The district has 11 NHS chapters, one at each of the 10 base high schools and one at the Scholars Academy, the district’s accelerated program for gifted learners. Students will be required to have a 3.8 minimum on the UGP Weighted Scale at nine of the high schools, while the Scholars requirement will be 4.25, and the HCS Early College High School requirement will be 4.0, both on the same weighted scale.
NHS membership is based on scholarship, leadership, service and character, and each school will retain its own requirements in areas such as school involvement and community service.
The committee met Nov. 19 and consisted of faculty sponsors, administrators, School Improvement Council parents and three Horry County school board members, said Velna Allen, HCS executive director for high schools.
“Our intent was to have multiple meetings, but we were a lot closer in agreement than we thought,” Allen said.
Chapter requirements that were set in March 2011 ranged from Aynor High School’s requirement of a 4.5 minimum on the UGP Weighted Scale, to the Scholars requirement of 4.25 and Conway High School’s requirement of 3.6, all on the same weighted scale. Some schools, however, had requirements based on a 4.0 scale, and when they were converted to the weighted scale, there wasn’t much difference between most schools, Allen said.
The 4.0 scale – where a 4.0 equals an A – assigns points with no consideration of course level. The weighted scale mainly gives more quality points to honors, Advanced Placement or dual-enrollment/college-level courses, and that is the scale most S.C. colleges look at, Allen said.
The criteria change brought up the requirement at Conway High and Socastee High School, which had required a 3.0 minimum grade-point average, and lowered the requirement for Aynor High and St. James High School, which had required a 3.5 minimum GPA or a 4.0 on the weighted scale. Other high schools won’t see a change, as they already were at or close to the 3.8 weighted requirement.
The Scholars requirement also will remain the same, and Early College High, which was officially established as a high school in 2012, will require a 4.0 on the weighted scale, which was requested by its principal, Allen said.
The Academy for the Arts, Science and Technology and the Academy for Technology and Academics will apply for NHS chapters next year and also will have the 3.8 membership requirement, Allen said. AAST had begun the application process but put it on hold until after the committee’s report.

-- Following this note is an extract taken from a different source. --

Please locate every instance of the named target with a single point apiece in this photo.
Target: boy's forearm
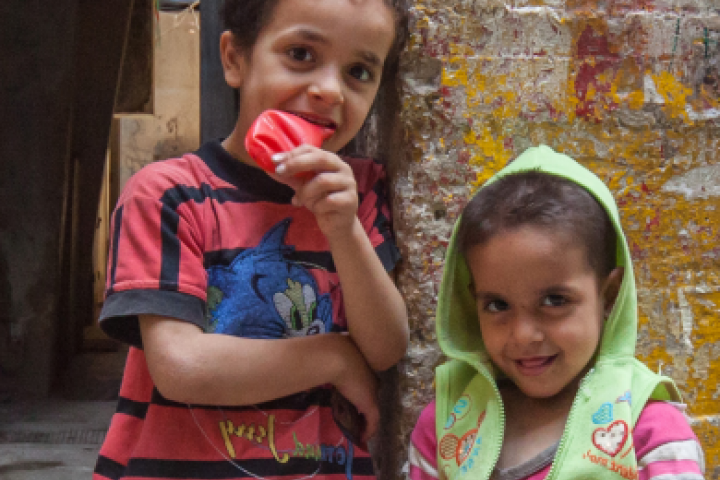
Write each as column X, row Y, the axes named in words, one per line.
column 376, row 313
column 190, row 366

The committee was formed to examine entrance criteria at each school in response to students who told the school board that inconsistent requirements between chapters at the Scholars Academy and the base high schools were excluding qualified students from membership in the organization. The national organization allows each school to set its own academic requirements, but some board members were concerned at what appeared to be a wide range of requirements in the district.
Faculty sponsors told the board that requirements at each chapter varied based on the communities, geographic locations and community service opportunities available in each high school area, and inland schools have more limited community service options, and academic opportunities – such as the availability of Advanced Placement course offerings – are not totally equal across the district.
Board member Neil James, who was on the committee, said the discussion was lively, but ultimately, a compromise was reached. The committee found that course options had changed significantly for many schools since the last time the requirements were examined, and James said similar reviews will be necessary as the district moves forward.